Tuesday, September 26, 2006

Sweet Dreams and Flying Machines in Pieces on the Ground

This post may sound melodramatic.

It's not intended to.

It's just that when someone dies, the thoughts that come flooding in and take over everything are big, rhetorical, and dramatic. I'll take what comes today because I'm too tired of censoring myself.

Jennifer is dead.

Her body was recovered from the helicopter crash site in Nepal. There were no survivors. The flight was only supposed to be 20 minutes and they didn't make it 5. Bad weather. Probably a bad decision was made - a risk was accepted because the distance was short, or maybe there was no place for so many people to sleep that night, or maybe it was something as stupid as they had to get the helicopter back to the army and someone was 'just following orders. Anyway, they hit a mountain.

The cliche things that come to mind are to do with the pointlessness of it, how desperately sad and tragic it is, and that it makes me think about my own life. The conclusions I'm drawing about it aren't entirely compatible with how I currently find myself live it. Another cliche: words can't express any of this properly. I'm experiencing the news of her death as a physical, emotional, spirtual melancholy. These words... are nothing much.

Jennifer was lovely and amazing. She was the sort of person that I want to be. She lived her life in a way that, if more people lived like that (myself included), we'd have a lot more gardens, well run schools, species walking around the planet, clean air, healthy food, and healthy people. Her
obituary from the WWF website is here:

Jennifer Headley

Jenn worked as the WWF-UK’s Coordinator for Himalaya/South Asia Programme.

She joined WWF-UK in August 2003. Prior to this, Jenn had worked with the Canadian government in Alaska, and in Nepal for two years, one of which was with WWF-Nepal supporting species conservation.

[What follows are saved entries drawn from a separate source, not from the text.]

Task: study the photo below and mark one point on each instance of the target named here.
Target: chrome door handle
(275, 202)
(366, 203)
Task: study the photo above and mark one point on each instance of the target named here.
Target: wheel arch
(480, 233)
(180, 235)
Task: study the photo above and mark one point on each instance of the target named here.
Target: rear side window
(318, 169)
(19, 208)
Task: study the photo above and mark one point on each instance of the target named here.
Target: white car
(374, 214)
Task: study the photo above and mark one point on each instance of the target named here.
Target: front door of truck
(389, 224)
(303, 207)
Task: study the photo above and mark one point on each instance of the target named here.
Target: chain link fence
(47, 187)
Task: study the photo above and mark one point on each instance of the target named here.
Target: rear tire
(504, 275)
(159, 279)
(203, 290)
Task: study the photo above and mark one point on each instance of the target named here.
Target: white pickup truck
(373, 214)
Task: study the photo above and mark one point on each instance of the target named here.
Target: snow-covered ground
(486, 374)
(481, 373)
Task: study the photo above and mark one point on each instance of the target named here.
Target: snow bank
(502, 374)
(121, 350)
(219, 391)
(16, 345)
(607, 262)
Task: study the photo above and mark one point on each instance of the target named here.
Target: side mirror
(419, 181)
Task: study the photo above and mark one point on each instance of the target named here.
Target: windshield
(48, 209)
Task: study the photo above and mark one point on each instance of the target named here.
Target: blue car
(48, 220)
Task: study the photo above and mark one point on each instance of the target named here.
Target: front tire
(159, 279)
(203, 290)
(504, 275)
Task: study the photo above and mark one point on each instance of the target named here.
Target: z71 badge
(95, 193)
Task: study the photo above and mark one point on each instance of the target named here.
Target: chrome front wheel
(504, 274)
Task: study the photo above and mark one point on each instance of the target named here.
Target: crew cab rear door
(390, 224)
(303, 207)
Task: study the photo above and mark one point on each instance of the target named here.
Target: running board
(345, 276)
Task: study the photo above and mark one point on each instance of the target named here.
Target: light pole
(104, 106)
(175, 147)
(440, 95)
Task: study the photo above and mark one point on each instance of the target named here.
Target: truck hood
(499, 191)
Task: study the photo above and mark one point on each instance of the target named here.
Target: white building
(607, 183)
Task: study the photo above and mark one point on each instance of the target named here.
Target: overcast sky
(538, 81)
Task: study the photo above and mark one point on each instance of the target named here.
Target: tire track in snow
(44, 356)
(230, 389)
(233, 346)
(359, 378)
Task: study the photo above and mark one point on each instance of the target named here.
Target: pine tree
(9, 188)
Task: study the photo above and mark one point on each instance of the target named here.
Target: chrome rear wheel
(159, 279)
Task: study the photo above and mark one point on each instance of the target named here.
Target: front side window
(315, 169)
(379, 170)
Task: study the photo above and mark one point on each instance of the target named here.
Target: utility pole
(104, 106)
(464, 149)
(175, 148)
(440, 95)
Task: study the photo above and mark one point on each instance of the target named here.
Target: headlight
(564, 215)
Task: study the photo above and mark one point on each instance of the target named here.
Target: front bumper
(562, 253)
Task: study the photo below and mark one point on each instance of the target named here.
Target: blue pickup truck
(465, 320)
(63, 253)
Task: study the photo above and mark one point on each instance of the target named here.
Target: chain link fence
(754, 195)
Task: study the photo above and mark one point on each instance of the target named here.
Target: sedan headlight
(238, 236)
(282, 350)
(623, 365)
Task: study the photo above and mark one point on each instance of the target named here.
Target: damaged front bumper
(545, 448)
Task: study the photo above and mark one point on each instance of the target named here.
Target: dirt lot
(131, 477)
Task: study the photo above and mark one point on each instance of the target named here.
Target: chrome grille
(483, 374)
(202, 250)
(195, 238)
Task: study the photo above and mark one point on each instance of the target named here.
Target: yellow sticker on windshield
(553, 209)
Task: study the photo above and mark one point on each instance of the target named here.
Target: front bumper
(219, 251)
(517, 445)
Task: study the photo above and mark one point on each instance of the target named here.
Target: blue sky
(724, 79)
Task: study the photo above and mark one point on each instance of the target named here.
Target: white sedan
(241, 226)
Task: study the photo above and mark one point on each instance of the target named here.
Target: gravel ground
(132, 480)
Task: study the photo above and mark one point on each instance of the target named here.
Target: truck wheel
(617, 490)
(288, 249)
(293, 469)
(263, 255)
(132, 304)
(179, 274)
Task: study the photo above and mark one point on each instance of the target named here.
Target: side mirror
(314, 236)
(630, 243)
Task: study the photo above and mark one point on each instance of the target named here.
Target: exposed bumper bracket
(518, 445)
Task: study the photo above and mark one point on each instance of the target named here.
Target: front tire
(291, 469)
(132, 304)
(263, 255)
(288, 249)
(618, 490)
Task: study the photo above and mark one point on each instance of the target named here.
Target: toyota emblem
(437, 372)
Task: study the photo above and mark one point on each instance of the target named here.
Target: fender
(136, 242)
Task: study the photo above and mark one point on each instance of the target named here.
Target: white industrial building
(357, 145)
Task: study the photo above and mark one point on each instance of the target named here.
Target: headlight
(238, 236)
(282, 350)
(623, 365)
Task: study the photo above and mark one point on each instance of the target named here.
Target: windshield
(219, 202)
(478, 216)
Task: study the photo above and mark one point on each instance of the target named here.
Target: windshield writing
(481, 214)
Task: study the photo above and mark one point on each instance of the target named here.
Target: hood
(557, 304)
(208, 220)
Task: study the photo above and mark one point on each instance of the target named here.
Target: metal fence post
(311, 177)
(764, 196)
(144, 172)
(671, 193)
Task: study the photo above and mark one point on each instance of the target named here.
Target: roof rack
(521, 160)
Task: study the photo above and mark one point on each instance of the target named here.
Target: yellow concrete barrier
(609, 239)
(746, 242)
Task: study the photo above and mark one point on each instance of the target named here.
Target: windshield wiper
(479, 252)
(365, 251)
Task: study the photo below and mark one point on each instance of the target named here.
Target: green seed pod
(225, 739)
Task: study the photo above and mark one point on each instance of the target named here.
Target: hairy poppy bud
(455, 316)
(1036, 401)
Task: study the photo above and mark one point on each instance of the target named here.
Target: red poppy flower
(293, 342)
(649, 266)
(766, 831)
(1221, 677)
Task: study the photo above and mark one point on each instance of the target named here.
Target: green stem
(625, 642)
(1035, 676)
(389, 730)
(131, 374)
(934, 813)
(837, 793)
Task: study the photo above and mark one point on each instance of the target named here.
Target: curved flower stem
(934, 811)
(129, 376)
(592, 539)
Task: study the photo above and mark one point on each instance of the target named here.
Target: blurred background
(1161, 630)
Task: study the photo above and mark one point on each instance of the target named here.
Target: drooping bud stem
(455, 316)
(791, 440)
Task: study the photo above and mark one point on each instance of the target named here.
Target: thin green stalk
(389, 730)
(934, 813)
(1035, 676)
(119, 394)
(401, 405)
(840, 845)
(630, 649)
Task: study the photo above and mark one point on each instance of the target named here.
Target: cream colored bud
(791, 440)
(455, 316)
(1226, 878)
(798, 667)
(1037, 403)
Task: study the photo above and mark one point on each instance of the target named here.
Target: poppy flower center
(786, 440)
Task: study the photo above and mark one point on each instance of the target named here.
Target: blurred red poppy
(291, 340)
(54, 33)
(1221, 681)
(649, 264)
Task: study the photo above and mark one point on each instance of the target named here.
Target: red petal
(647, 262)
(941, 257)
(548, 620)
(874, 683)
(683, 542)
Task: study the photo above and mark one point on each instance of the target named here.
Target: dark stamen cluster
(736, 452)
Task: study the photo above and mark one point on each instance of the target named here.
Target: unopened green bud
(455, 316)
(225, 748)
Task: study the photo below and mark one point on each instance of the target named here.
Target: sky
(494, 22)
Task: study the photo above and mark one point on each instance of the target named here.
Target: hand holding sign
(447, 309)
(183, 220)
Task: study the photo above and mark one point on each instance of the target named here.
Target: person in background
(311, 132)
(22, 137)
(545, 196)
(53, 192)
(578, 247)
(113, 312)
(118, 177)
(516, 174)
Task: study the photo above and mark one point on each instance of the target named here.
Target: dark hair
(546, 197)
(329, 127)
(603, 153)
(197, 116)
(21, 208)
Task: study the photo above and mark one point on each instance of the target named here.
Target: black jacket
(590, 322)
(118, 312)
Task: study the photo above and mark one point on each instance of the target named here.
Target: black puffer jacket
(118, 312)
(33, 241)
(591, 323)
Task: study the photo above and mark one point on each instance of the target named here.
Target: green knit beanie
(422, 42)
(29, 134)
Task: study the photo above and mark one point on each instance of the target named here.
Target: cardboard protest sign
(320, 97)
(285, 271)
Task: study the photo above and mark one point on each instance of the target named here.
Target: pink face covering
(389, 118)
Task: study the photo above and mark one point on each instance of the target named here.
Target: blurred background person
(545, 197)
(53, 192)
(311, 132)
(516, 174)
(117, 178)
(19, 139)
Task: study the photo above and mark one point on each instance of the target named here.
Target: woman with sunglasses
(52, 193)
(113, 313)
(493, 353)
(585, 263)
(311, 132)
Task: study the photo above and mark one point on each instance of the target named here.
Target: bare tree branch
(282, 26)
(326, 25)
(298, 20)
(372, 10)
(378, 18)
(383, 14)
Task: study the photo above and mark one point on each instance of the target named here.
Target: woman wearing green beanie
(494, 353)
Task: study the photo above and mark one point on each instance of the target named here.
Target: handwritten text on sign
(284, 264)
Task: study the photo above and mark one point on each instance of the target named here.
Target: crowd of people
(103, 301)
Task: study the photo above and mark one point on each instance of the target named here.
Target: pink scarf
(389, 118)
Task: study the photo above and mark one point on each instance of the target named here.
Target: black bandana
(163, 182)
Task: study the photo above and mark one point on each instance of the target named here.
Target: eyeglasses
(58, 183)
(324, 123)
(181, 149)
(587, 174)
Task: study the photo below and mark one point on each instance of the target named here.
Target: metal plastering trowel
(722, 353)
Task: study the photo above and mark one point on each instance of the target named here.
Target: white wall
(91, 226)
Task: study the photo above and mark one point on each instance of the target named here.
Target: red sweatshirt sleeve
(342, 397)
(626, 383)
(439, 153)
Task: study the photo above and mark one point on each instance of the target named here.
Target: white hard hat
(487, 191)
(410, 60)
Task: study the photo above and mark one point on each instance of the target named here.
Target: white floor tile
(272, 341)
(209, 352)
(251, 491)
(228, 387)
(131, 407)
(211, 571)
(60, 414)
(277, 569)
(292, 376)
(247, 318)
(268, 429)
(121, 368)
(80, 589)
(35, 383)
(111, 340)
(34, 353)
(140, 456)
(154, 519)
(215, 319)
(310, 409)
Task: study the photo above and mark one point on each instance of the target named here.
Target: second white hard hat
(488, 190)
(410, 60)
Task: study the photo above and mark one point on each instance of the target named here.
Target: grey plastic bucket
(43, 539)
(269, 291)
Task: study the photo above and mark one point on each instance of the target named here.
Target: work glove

She was based in Nepal in her current role, focused on community-based conservation in the Eastern Himalayas,
since November 2005.

Jenn had a Bachelors Degree in Political Science & Philosophy from McMaster University in Canada, where she was the recipient of the McMaster Chancellor’s Scholarship and Director’s Award for Dedication to Residence Government. She also held a Masters Degree in Public Administration (M.P.A.) from Queen’s University, Kingston, Canada, 1996, where she received the Queen’s University Graduate Award.

Jennifer was an important part of the WWF Nepal family where she lent her
expertise and supported important initiatives in the region.

She was a Canadian national who is survived by her parents and two sisters.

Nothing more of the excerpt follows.